Etapa 5 - Planejar redundância-de porta dupla.Os servidores de produção devem sempre ter pelo menos duas portas NIC para agregação de links (LACP) ou failover-em espera ativo. NICs de-portas duplas são mais eficientes-em termos de espaço do que duas placas de-porta única.
Erros comuns de NIC (e como evitá-los)
Compra de uma NIC RJ45 10G para uso em data center.NICs 10GBASE-T consomem de 2 a 5 W mais energia por porta do que NICs SFP+ e geram significativamente mais calor. Em um rack com 40 servidores, são 80–200 W de carga térmica desnecessária. UsarTransceptores 10G SFP+em vez disso, com NICs SFP+.
Ignorando atualizações de firmware e driver.Bugs de firmware da NIC causam quedas silenciosas de pacotes, erros de CRC e degradação de desempenho. Os fornecedores lançam patches de firmware críticos que muitas vezes não são aplicados porque a NIC “parece funcionar bem”.
Velocidade da NIC e velocidade da porta do switch incompatíveis.Uma NIC de 25 G conectada a uma porta de switch de 10 G negociará automaticamente-até 10 G -, mas algumas NICs lidam mal com isso, resultando em oscilações de link ou erros de CRC. Sempre verifique a compatibilidade de velocidade ou use equipamento correspondente.
Perguntas frequentes
Qual é a diferença entre uma NIC e uma LOM?
Um LOM (LAN na placa-mãe) é um controlador de rede básico integrado à placa-mãe do servidor, normalmente oferecendo conectividade 1G ou 10G Base-T. Uma placa NIC dedicada oferece velocidades mais altas (25G a 400G), offloads avançados como SR-IOV e opções de interface óptica para uso com fibratransceptoreseDAC/Cabos AOC.
Posso usar transceptores-de terceiros em minha NIC?
Sim. A maioria das NICs da Intel, Mellanox/NVIDIA e Broadcom aceitam placas de-terceiros-compatíveis com MSAtransceptores ópticos. No entanto, alguns firmwares de NIC podem exibir avisos de compatibilidade. Fornecedores respeitáveis fornecem transceptores codificados para marcas específicas de NIC para garantir uma operação limpa.

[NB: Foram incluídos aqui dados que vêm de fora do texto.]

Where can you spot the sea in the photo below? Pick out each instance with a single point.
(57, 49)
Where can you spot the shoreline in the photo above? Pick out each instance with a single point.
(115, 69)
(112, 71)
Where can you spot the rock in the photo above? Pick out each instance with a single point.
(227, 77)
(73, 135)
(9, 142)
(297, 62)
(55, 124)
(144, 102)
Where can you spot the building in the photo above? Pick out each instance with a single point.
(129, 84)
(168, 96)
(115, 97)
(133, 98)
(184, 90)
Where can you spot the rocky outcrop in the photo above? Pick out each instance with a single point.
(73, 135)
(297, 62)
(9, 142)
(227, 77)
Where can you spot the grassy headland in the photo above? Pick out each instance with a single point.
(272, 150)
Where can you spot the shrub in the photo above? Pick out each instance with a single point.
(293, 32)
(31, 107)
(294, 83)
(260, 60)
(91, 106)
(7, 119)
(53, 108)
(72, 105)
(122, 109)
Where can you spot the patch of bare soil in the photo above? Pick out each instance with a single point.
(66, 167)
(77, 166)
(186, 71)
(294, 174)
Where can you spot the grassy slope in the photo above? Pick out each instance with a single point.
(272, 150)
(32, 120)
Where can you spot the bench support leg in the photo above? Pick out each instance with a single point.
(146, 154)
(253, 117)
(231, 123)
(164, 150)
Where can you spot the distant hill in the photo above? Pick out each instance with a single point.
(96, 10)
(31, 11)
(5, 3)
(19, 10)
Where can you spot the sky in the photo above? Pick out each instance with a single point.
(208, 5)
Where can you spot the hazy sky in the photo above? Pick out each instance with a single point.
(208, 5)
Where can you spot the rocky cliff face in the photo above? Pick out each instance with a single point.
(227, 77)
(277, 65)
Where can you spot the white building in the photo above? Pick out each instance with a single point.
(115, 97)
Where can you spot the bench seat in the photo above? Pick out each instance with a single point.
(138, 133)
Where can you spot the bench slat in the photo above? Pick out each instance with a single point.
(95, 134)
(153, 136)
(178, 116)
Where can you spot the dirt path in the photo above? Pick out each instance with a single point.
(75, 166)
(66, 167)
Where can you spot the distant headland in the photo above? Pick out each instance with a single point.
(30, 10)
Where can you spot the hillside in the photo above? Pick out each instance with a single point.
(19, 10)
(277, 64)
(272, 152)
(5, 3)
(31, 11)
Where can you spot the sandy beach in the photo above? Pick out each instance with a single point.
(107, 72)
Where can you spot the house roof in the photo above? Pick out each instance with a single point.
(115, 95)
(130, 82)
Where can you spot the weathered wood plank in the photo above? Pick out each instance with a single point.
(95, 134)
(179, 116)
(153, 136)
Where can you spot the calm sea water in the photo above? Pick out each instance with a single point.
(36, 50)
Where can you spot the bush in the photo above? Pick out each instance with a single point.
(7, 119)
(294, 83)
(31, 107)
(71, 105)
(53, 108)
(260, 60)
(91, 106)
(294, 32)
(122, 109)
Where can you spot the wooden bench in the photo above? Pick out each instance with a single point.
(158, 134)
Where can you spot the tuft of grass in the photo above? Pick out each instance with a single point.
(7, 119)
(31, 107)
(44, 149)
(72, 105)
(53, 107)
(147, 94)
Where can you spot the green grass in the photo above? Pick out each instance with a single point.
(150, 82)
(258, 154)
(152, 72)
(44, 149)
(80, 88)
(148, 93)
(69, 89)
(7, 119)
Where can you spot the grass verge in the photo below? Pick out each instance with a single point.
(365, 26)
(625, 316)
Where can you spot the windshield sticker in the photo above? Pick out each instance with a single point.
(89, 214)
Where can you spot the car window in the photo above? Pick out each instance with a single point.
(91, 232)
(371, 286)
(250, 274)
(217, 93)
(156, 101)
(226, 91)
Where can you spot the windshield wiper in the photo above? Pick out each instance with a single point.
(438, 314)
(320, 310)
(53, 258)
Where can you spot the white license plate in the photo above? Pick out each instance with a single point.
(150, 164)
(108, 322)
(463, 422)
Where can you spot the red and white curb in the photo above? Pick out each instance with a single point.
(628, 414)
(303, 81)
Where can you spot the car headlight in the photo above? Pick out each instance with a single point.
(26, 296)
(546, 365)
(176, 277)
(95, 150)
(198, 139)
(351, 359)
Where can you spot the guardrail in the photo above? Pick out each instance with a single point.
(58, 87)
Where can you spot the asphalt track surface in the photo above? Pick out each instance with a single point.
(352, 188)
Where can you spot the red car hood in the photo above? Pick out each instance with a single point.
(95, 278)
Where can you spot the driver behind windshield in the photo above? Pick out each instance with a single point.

Qual velocidade de NIC eu preciso para cargas de trabalho de IA e aprendizado de máquina?
Para clusters de treinamento de GPU (NVIDIA H100, A100 ou similar), cada nó normalmente requer200Gou NICs com capacidade-de 400G RDMA (RoCEv2) para evitar gargalos na rede e-reduzir a sincronização de gradiente. As cargas de trabalho de serviço de inferência são menos exigentes e muitas vezes podem operar em 25G a 100G, dependendo do tamanho do modelo e da taxa de transferência da solicitação. Emparelhe NICs de treinamento comMódulos QSFP-DD de 400Gpara conexões de coluna, ou usetransceptores 100G QSFP28para links folha-para{1}}servidor em clusters menores.
Um SmartNIC vale o custo extra?
Para provedores de nuvem e grandes empresas que executam virtualização de rede pesada, sim, - SmartNICs podem recuperar de 4 a 8 núcleos de CPU por servidor, descarregando funções de comutação virtual, segurança e telemetria. Para uma implantação-padrão no local com virtualização moderada, uma NIC padrão com suporte a SR-IOV geralmente é suficiente.
Como conecto uma NIC ao cabeamento de fibra óptica?
NICs com portas SFP+, SFP28, QSFP28 ou QSFP-DD exigem uma correspondênciamódulo transceptor ópticopara fazer interface com fibra. Insira o transceptor na porta NIC e conecte o conector apropriadopatchcord de fibra - LC duplexpara portas do tipo-SFP,MPO/MTPpara óptica do tipo-QSFP paralela. Para links de{2}}curta distância dentro de racks, umCabo DACelimina a necessidade de um transceptor e de fibra.